If prior to the date of execution of this General Release, Releasor filed charge(s), complaint(s) or action(s) against any of the Releasees related to any matter released or waived herein, Releasor agrees to withdraw or discontinue them and execute all documents necessary to effectuate their withdrawal or discontinuance.

Should any proceeding be instituted by or on behalf of Releasor with respect to matters here settled, released or waived, then the Letter Agreement and this General Release shall be deemed full satisfaction of any such claim(s) and sufficient basis for their immediate dismissal.

RELEASOR ACKNOWLEDGES THAT HE/SHE FULLY UNDERSTANDS THE CONTENTS OF THE LETTER AGREEMENT AND GENERAL RELEASE AND EXECUTES THEM FREELY AND VOLUNTARILY, WITHOUT DURESS, COERCION OR UNDUE INFLUENCE.
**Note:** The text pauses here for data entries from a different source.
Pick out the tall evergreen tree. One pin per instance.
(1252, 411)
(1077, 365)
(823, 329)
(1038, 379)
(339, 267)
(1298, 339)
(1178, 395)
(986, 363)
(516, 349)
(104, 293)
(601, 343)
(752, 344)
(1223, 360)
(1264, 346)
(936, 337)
Acknowledgment of Waiver of Claims under ADEA. In the event Employee is age 40 or more as of the date hereof, Employee acknowledges that he/she is waiving and releasing any rights he/she may have under the Age Discrimination in Employment Act of 1967 (“ADEA”) and that this waiver and release is knowing and voluntary. Employee and Releasees agree that this waiver and release does not apply to any rights or claims that may arise under ADEA after the effective date of this Agreement. Employee acknowledges that the consideration given for this Agreement is in addition to anything of value to which Employee was already entitled. If the ADEA waiver is applicable, Employee further acknowledges that he/she has been advised by this writing that (a) he/she should consult with an attorney prior to executing this Agreement; (b) he/she has at least twenty-one (21) days from the date he/she receives this Agreement within which to consider this Agreement; (c) he/she has at least seven (7) days following the execution of this Agreement by the parties to revoke the Agreement; and (d) this Agreement shall not be effective until the revocation period has expired; and (e) nothing in this Agreement prevents or precludes Employee from challenging or seeking a determination in good faith of the validity of this waiver under the ADEA, nor does it impose any condition precedent, penalties or costs from doing so, unless specifically authorized by federal law. Any revocation should be in writing and delivered to me by close of business on the seventh day from the date that Employee signed this Agreement. Employee understands that, although Employee has twenty-one (21) days to consider the Agreement, Employee may accept the terms of the Agreement at any time within those twenty-one (21) days.

This General Release shall not become effective or enforceable until seven (7) days have passed following Employee’s execution.


RELEASOR has signed this General Release this 13th day of May, 2015.